Guidelines for Data Collection, Management and Processing
Data Users must adhere to the following guidelines in the collection, processing, management or use of DHF Data.
- Data collectors must:
- Provide the Data Subject with a statement of the purpose for which the data is being collected.
- Provide the Data Subject with an option to agree to the specific terms and conditions associated with the stated purpose.
- Data processors/ managers must:
- Obtain consent of the Data Subject to agree to receive additional information outside of the purpose stated, including resource materials and events to be organized by DHF.
- Ensure that any mass email communication must include the ability for the Data Subject recipient to unsubscribe and not receive further communications as well as provide a link to DHF Data Protection Policy.
- Take precautions and ensure that DHF Data is stored and handled securely and is not accessible to unauthorized individuals.
- Data Users must ensure that the DHF Data is used only in a legal, ethical and responsible manner; and only in accordance with the authorizations received.
- Data Users will not:
- Disclose DHF Data to others, except as required by their job responsibilities.
- Use DHF Data for their own personal gain, nor for the gain or profit of others (save as authorized).

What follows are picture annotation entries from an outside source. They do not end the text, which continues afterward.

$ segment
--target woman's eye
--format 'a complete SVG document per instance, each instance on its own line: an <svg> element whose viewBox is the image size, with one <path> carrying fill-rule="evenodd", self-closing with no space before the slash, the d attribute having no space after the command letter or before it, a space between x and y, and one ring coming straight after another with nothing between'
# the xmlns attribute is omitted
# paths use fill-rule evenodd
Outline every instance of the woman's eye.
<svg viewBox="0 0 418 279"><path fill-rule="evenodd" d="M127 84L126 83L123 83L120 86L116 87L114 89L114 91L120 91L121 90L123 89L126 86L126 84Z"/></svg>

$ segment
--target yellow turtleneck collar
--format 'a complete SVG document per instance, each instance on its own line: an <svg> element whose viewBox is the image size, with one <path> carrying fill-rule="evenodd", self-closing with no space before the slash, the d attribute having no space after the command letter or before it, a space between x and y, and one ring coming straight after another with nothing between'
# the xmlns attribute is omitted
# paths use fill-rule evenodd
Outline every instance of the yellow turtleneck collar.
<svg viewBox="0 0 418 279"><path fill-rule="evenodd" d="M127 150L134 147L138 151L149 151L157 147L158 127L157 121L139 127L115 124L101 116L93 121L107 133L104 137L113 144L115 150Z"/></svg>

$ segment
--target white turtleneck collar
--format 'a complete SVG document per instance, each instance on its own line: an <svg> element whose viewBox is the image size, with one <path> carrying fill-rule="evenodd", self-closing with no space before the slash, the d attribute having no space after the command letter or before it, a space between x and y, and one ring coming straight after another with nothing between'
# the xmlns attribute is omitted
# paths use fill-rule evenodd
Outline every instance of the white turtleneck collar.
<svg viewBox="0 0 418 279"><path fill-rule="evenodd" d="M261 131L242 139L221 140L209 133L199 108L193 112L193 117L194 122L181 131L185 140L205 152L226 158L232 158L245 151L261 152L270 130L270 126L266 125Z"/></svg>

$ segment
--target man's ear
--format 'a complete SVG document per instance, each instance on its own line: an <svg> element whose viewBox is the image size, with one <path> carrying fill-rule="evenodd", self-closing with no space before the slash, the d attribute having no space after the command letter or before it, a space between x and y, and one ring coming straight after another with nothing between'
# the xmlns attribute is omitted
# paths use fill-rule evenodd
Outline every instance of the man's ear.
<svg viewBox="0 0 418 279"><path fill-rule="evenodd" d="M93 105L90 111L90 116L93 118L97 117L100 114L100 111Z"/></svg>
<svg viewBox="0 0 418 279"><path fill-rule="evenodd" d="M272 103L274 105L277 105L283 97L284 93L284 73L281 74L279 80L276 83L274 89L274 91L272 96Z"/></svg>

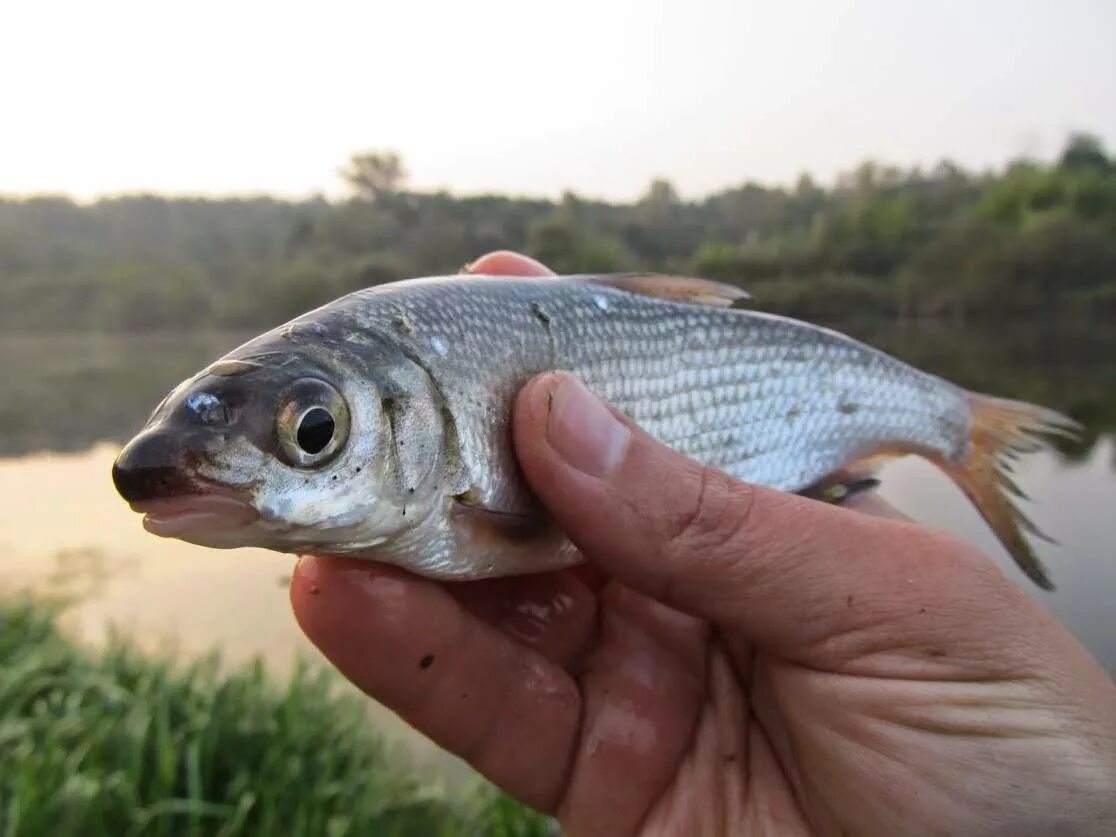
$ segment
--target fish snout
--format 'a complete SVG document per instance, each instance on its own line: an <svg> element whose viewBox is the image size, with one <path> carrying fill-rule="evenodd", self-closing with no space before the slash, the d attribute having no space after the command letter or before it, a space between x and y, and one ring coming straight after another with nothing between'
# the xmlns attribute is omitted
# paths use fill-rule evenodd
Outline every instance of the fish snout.
<svg viewBox="0 0 1116 837"><path fill-rule="evenodd" d="M177 445L163 433L141 433L113 463L113 484L129 503L196 492L182 472Z"/></svg>

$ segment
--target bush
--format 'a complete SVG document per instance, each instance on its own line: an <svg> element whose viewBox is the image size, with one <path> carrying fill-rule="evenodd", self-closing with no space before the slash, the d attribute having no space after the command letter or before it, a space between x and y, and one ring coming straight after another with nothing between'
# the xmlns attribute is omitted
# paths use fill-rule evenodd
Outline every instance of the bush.
<svg viewBox="0 0 1116 837"><path fill-rule="evenodd" d="M359 700L299 665L222 673L64 637L0 603L0 834L528 837L548 820L489 789L451 798L401 767Z"/></svg>

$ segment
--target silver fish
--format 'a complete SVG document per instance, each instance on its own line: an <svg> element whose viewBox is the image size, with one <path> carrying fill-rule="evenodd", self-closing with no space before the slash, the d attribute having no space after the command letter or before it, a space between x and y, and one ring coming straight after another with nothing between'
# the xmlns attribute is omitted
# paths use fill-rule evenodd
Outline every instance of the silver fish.
<svg viewBox="0 0 1116 837"><path fill-rule="evenodd" d="M651 435L786 491L916 453L1038 585L1006 459L1071 433L701 279L440 277L350 294L175 387L113 478L156 535L387 561L443 579L578 559L513 455L512 400L568 369Z"/></svg>

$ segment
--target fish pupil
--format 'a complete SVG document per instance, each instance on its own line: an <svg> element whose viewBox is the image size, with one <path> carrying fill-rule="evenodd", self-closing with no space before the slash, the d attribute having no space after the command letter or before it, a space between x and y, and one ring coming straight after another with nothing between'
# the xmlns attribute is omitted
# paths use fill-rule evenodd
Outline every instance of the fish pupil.
<svg viewBox="0 0 1116 837"><path fill-rule="evenodd" d="M311 407L298 423L298 446L307 453L320 453L334 437L334 417L325 407Z"/></svg>

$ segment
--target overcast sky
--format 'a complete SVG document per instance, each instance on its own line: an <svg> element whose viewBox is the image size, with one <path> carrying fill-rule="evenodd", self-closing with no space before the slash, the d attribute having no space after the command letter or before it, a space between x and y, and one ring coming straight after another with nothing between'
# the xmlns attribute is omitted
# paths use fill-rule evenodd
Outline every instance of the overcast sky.
<svg viewBox="0 0 1116 837"><path fill-rule="evenodd" d="M1114 0L12 0L0 193L334 193L360 148L620 199L998 165L1116 147L1114 45Z"/></svg>

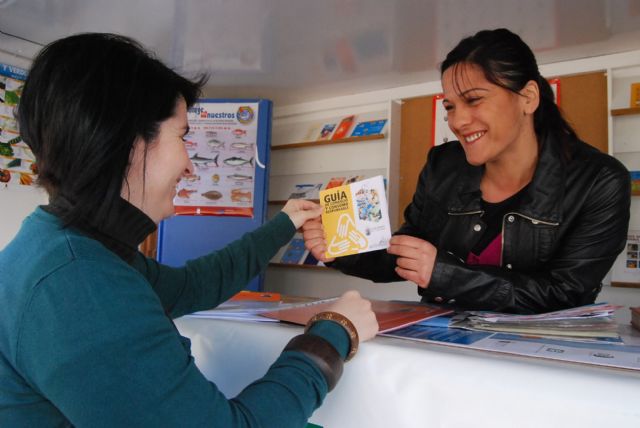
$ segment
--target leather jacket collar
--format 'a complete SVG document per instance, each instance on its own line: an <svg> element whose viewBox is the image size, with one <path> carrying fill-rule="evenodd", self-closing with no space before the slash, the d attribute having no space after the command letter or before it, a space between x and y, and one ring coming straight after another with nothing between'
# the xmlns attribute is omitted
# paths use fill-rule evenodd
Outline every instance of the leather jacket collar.
<svg viewBox="0 0 640 428"><path fill-rule="evenodd" d="M563 162L557 144L545 138L538 158L538 166L527 194L522 199L519 213L535 220L549 223L562 221L566 164ZM469 213L482 210L480 180L484 166L466 164L461 174L455 195L447 207L451 214Z"/></svg>

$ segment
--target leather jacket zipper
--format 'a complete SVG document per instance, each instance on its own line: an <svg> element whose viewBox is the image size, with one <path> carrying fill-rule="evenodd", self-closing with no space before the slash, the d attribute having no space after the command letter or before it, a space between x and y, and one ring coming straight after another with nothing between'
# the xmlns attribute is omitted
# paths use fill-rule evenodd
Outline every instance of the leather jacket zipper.
<svg viewBox="0 0 640 428"><path fill-rule="evenodd" d="M465 213L452 213L452 212L447 212L448 215L471 215L471 214L480 214L480 216L482 216L484 214L484 211L482 210L478 210L478 211L467 211Z"/></svg>
<svg viewBox="0 0 640 428"><path fill-rule="evenodd" d="M547 226L560 226L560 223L557 223L557 222L549 222L549 221L544 221L544 220L538 220L536 218L529 217L529 216L526 216L524 214L520 214L520 213L517 213L517 212L506 213L505 215L502 216L502 230L500 231L500 266L502 266L502 257L504 255L504 221L507 218L507 216L510 216L510 215L517 215L517 216L520 216L522 218L526 218L527 220L529 220L533 224L546 224Z"/></svg>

- Access personal data to satisfy their personal curiosity/ other frivolous purposes.
- Use DHF Data (in detail or summary) in any publication, seminar or professional presentation; save as authorised.
- Whenever possible, Data Users shall remove personally identifiable data and use aggregated data prior to processing. If data is to be publicly presented, all personal data must be removed or hidden, unless otherwise expressly consented to.
- Data Users must return all DHF Data to the Foundation on the termination of membership, employment or volunteering activities and delete any copy saved on personal devices.
Website and Online Privacy
This Policy also applies to any personal data collected via the Foundation’s websites. Cookies may be used on some pages of the websites. A visitor on the Foundation’s website is however permitted to decline cookies and still fully navigate the Organization’s websites however some functionality in the site may be impaired.
Amendment and Modifications
DHF reserves the right to modify or amend this Policy at any time. To keep its partners and other contacts informed, DHF will notify changes to this Policy by prominently identifying the alteration for a period of not less than two weeks on its home page at https://www.duddenhill.org/.
Policy Violation
Any Data User who acts in violation of this policy shall be subject to appropriate disciplinary action, including withdrawal of access, dismissal or prosecution under applicable law.